Software application requirements help define the underlying infrastructure, but how the infrastructure is built can have positive side-effects on software quality, collaboration, testing culture, and continuous delivery. Whether an organization is just starting to adopt DevOps principles, or is already successfully practicing DevOps, the state of continual improvement is a necessity. Using some recent stories and technical examples learned from the field, individuals and organizations can implement simple but effective strategies to take the first steps towards adopting DevOps methodologies, or experiment and improve on existing practices.
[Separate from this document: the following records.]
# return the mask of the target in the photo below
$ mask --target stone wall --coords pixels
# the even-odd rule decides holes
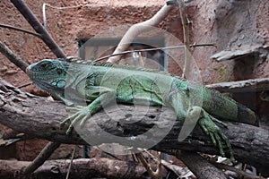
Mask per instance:
[[[80,39],[91,38],[101,32],[113,30],[117,26],[145,21],[154,15],[165,3],[164,0],[25,0],[25,2],[41,21],[43,3],[53,6],[76,6],[64,10],[48,6],[46,8],[48,30],[67,55],[77,55]],[[193,59],[196,64],[196,71],[191,71],[193,76],[201,75],[204,84],[269,77],[266,52],[269,45],[268,1],[195,0],[187,5],[188,19],[191,21],[191,44],[213,43],[217,46],[217,47],[192,48]],[[8,0],[0,2],[0,17],[1,23],[33,30]],[[178,9],[171,11],[159,27],[176,38],[183,39]],[[43,58],[56,57],[42,40],[29,34],[0,28],[0,40],[29,64]],[[168,43],[171,44],[172,42]],[[236,60],[216,62],[210,58],[221,50],[239,48],[246,45],[267,46],[267,48],[265,48],[265,53],[252,54]],[[181,75],[182,69],[178,64],[183,62],[183,49],[177,49],[174,53],[178,53],[178,58],[169,59],[169,72]],[[17,87],[29,82],[27,75],[1,54],[0,76]],[[32,85],[23,90],[46,95]],[[268,102],[261,102],[258,95],[257,98],[256,105],[261,107],[256,107],[257,112],[267,116],[265,107],[268,107]],[[248,102],[253,103],[252,100],[253,98]],[[247,101],[246,103],[247,104]],[[23,149],[23,145],[21,143],[19,149],[22,149],[22,146]],[[26,159],[24,157],[21,158]]]

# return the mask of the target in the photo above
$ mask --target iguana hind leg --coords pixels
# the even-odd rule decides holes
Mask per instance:
[[[200,113],[200,118],[198,120],[198,124],[203,129],[203,131],[210,136],[212,142],[215,145],[218,146],[220,149],[220,153],[222,157],[225,156],[225,153],[223,151],[223,145],[221,143],[221,140],[224,141],[226,146],[229,149],[230,151],[230,158],[232,162],[235,161],[234,159],[234,155],[233,155],[233,150],[231,149],[230,143],[229,141],[229,139],[227,136],[221,132],[220,127],[216,124],[221,124],[224,127],[227,127],[227,124],[224,124],[223,122],[214,118],[211,115],[209,115],[205,110],[204,110],[200,107],[192,107],[188,110],[188,114],[195,114],[199,112]]]
[[[221,132],[221,130],[216,124],[221,124],[225,127],[227,127],[227,124],[212,116],[203,107],[187,101],[187,98],[189,98],[189,96],[187,92],[184,91],[172,91],[169,96],[169,99],[170,99],[169,104],[175,109],[178,119],[187,120],[186,122],[187,122],[187,124],[192,124],[193,127],[195,127],[195,124],[198,123],[203,131],[210,136],[212,142],[215,146],[218,146],[221,156],[224,156],[223,145],[221,143],[221,140],[223,140],[229,149],[230,159],[234,161],[233,151],[229,139],[225,136],[225,134]],[[182,127],[182,129],[183,128],[184,126]],[[193,130],[193,128],[187,130]],[[180,134],[181,132],[179,133],[178,140],[181,140]]]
We will cover some lessons learned and technical strategies surrounding:

  • Ops working higher up in the stack
  • minimizing lead time for infrastructure projects
  • improving continuous delivery infrastructure, decreasing cycle times
  • increasing infrastructure quality using testing
  • continual education, a 2-way street
  • positive side effects of DevOps tools
  • approaching software problems with systems tools
  • leveraging cross-functional meta-teams
  • shipping infrastructure coupled with code

Realizing that the work you do every day can have a huge, positive impact on business function builds confidence, and increases job satisfaction. The interaction between software development and systems operations has never been more important, and by building great infrastructure System Operations contributes to make software great.

Notes

This talk is a mix of culture, process, tools, and some code/template examples. Participants will come away with some reinforcements about what they are doing correctly, or ideas on how to improve their organizations. The audience level is beginner and intermediate, but even advanced DevOps practitioners may take something away from it. Format is slide deck.

I’m an avid practitioner of DevOps in my organization and community, and truly believe that DevOps changed my life in a big way. I’ve led small-scale and large-scale top-down and bottom-up transformations for several teams in my career. I like introducing people to new topics, and sharing ideas on how humans can improve the technology that we create and maintain.